Why not just give the agent a skill? A bunch of people asked this at this week’s Databricks Data + AI Summit. Write down what “revenue” means, drop the skill next to your data, and skip the semantic layer.
I understand the appeal of this hack. I’ve written dozens of skills, and they’re powerful. But for analyzing corporate data, they aren’t deterministic, dependable, or cost effective. A skill describes your business. It can’t enforce it. It can’t make the model compute a metric correctly, keep the wrong number from the wrong person, or stop it rediscovering math your finance team settled years ago. A skill tells. A semantic layer governs.
Where a skill document stops
A skill is a static instruction, and a model treats it as a suggestion, not a contract. Ask a real question, like API revenue, token consumption, and active workspaces by model and plan tier for the trailing twelve months, and the model writes its own SQL to go get it. It joins the usage logs to the account and product tables, picks its own trailing-twelve-month cutoff, and runs a COUNT(DISTINCT) across a year of usage. Maybe it gets it right. Run it again and the active-workspace count comes back different, because nothing pins the fiscal rules down. You find out when the board deck is wrong.
Three things a skill can’t do:
- Enforce. “Active workspace” and “trailing twelve months” have to compute one way, every run, for every tool. The skill can’t make them, which is why the count just drifted.
- Govern. Revenue by plan tier isn’t for everyone. A skill doesn’t know who’s asking, and that access rule doesn’t live in prose.
- Control cost. To answer, the model scans a year of raw usage logs for that COUNT(DISTINCT) instead of reading a maintained aggregate, and you pay for the scan every time someone asks. (A maintained aggregate is just a running total the layer keeps current, so the number is already tallied and waiting. It’s the scoreboard, not a recount of every ticket stub.)
You can’t run a business on something that won’t enforce a number, control who sees it, or predict what it costs.
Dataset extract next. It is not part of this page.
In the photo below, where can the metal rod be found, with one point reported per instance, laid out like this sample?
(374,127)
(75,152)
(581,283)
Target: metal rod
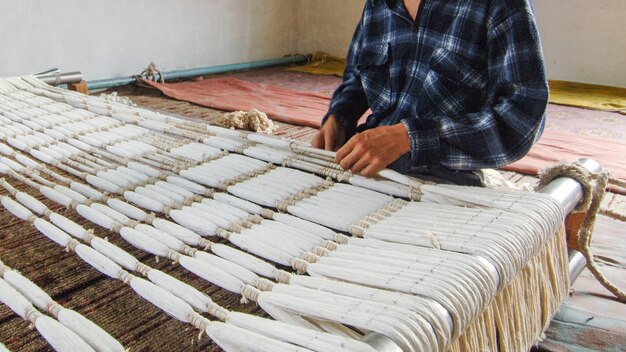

A semantic layer can. It’s a running engine between the agent and the warehouse, not a file the model skims. It holds one definition, carries your governance, and routes every query to the cheapest correct path.
21% to 95% accuracy, and 21,000x less cost
Anthropic builds frontier models for a living, and it published its findings about how they went about making their internal reports accurate. On raw data its agent was right about 21% of the time; with the AtScale semantic layer, without prompting guidance, accuracy went to 95%. With proper prompt engineering, results approached 100%.
The fix wasn’t a better model. It was semantics. If a skill were enough, the team with the best models on earth would have written one and stopped. They didn’t.
Accuracy is only half the bill. A Tier 1 bank benchmarked hand-crafted prompts pointing an LLM at the warehouse, the exact thing you’d put in a skill, against a semantic engine. The engine cut compute by up to 21,000x. Point a model at your data and it tokenmaxxes: it discovers the schema, writes its own SQL, and burns tokens rediscovering metrics you defined years ago, roughly $9 million a year at this bank. A skill doesn’t change that. Better prompting improves the guess. It doesn’t remove it.
Author once, depend on it everywhere
Define revenue once, in an open, governed layer outside any single tool. The controller in Excel, the analyst in Power BI, and the engineer wiring up an agent through MCP all reach the same definition. Same number, same governance, and the agent rediscovers nothing.
Write the skill with a semantic layer as its foundation
So write the skill. Then put a semantic layer underneath it. Before you settle for “just give the agent a skill,” ask three questions:
- Does it enforce one definition at query time?
- Does it carry your security and governance?
- Does it keep the model from rediscovering your schema on every question?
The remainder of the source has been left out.